Rogers set of a promotional pricing battle in December 2017 with its competitors after launching a plan with 10GB of data for $60 in Western Canada and eventually bringing it to Ontario, its largest provincial market.
In its fourth quarter earnings call, Rogers CEO and president Joe Natale stated the company decided to launch the promotion when it did to “pull forward” the usual promotional volume during that time of year.
“The debate we had was, we can pull it forward or wait for someone else to pull it forward,” he said.
When directly questioned on whether it was in response to Freedom Mobile’s Big Gig plans, launched in October, and thus a sign of fear on the company’s part, Natale responded that the promotion had “nothing to do with any of our competitors.”

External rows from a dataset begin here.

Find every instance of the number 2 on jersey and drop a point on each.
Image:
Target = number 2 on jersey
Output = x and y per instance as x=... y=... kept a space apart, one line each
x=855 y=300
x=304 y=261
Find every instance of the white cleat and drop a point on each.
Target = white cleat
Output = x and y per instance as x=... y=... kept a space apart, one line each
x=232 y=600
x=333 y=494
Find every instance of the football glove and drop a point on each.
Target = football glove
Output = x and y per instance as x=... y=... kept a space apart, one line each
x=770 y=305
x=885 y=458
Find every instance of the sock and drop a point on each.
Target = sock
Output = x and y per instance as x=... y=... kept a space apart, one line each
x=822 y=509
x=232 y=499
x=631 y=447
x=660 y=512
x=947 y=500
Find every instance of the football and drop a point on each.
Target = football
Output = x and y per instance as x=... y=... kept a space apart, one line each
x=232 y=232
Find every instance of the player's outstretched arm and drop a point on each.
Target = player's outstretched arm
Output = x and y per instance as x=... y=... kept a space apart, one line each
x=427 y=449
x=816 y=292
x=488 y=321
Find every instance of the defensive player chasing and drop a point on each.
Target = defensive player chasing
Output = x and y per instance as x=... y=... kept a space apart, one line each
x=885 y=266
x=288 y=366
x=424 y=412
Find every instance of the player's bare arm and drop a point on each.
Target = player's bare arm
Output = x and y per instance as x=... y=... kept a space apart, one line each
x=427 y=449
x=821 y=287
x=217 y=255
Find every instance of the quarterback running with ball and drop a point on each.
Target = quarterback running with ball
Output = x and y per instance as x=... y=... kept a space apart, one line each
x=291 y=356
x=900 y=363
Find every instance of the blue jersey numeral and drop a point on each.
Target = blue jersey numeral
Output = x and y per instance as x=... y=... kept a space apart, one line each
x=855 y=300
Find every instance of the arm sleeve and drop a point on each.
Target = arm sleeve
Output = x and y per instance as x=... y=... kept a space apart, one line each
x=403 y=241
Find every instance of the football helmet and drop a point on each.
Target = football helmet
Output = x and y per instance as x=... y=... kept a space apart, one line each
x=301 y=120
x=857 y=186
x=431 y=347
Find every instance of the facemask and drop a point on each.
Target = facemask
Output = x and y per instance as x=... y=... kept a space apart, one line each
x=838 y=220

He added that Rogers has been competing with Freedom for 10 years and has seen “these types of rate plans” in the market before.
“There is zero concern from the board, from management whatsoever,” Natale stated.
While the promotions did prompt growth in the fourth quarter, there was also a downside related to systems failure.
On its call, Rogers noted that during the peak promotional period it experienced technical issues with its price plan change system, increasing the rate at which subscribers left the company during the quarter (known as the churn rate).
The churn rate for the fourth quarter stood at 1.48 percent, up from 1.35 percent during the same period last year.
“We believe the impact for that five-day period was about 35,000 deactivations,” said Natale, stating Rogers believes it added 15 basis points to the churn rate, which would have been 1.33 percent without the issue.
In response to what Rogers learned from the promotion, Natale said it confirmed what they knew about Canadian data appetites. He also promised investors that the momentum would carry forward.
During the call, Natale did not address recent CBC reports that Rogers has a high pressure sales environment. MobileSyrup did, however, obtain a memo to all employees from Natale in which he states: “There is no room in our organization for unethical or unfair practices – this applies to everyone at all levels.”
For the three-month period ended December 31st, 2017, total revenue increased by 3 percent year-over-year to $3.632 billion CAD, of which its wireless business contributed $2.189 billion.
In total, the company ended fiscal 2017 with 10,442,000 wireless subscribers.